Chinese biotech company BeiGene Ltd. (Nasdaq: BGNE; HKEX: 6160) posted better-than-expected results for the second quarter.
The commercial-stage drug developer, with headquarters in Cambridge, Massachusetts, and Beijing, said revenue in the three months through June was $65.6 million, down 73% year-over-year. BeiGene attributed the decline to the ended collaboration with Celgene and decreased sales of abraxane after the suspension by China’s National Medical Products Administration.
The majority of BeiGene’s revenues came from the sales of tislelizumab in China, launched in March 2020, as well as the sales of revlimid and vidaza. Sales of brukinsa in the U.S. and China generated $7 million, according to the report.

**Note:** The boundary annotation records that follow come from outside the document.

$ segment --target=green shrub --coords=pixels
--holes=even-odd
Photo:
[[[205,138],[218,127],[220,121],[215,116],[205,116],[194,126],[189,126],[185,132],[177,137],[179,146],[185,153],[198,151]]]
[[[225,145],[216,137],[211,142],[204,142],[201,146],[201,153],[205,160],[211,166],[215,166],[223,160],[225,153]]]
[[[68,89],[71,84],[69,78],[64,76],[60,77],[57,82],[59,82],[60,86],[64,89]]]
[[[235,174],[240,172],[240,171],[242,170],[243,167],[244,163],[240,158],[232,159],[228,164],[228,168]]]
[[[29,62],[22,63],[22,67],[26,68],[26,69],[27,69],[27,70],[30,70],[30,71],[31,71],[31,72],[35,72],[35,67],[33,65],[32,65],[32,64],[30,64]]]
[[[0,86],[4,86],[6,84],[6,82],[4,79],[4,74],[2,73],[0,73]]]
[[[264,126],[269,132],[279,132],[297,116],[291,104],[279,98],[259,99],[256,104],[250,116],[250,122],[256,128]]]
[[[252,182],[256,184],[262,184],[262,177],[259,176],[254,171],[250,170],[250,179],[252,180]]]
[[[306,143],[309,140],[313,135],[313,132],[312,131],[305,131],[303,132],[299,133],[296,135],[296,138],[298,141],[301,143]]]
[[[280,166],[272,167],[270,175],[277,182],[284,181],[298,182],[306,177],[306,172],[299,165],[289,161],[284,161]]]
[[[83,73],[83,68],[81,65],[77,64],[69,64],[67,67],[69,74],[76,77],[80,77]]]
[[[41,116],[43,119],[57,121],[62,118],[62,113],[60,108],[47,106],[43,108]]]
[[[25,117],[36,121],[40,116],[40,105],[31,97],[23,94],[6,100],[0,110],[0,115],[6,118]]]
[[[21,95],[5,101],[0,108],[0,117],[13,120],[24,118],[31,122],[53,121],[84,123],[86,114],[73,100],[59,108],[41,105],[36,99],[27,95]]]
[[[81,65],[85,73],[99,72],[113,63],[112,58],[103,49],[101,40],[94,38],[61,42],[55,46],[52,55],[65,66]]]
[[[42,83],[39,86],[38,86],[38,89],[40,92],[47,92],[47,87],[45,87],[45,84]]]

Expenses for the trimester reached $424.51 million, of which the majority were R&D expenses. Net loss jumped nearly fourfold year-over-year to $335.20 million, or $4.31 per American depositary share, BeiGene said.
The results, however dim, still beat analysts’ forecasts for the quarter. BeiGene posted its financials for the second trimester Thursday after markets closed. Friday in Hong Kong, its shares ended 2% lower, at HK$133.60 per share. In New York, BGNE stock traded 1% lower, at $222.77 per American depositary share early.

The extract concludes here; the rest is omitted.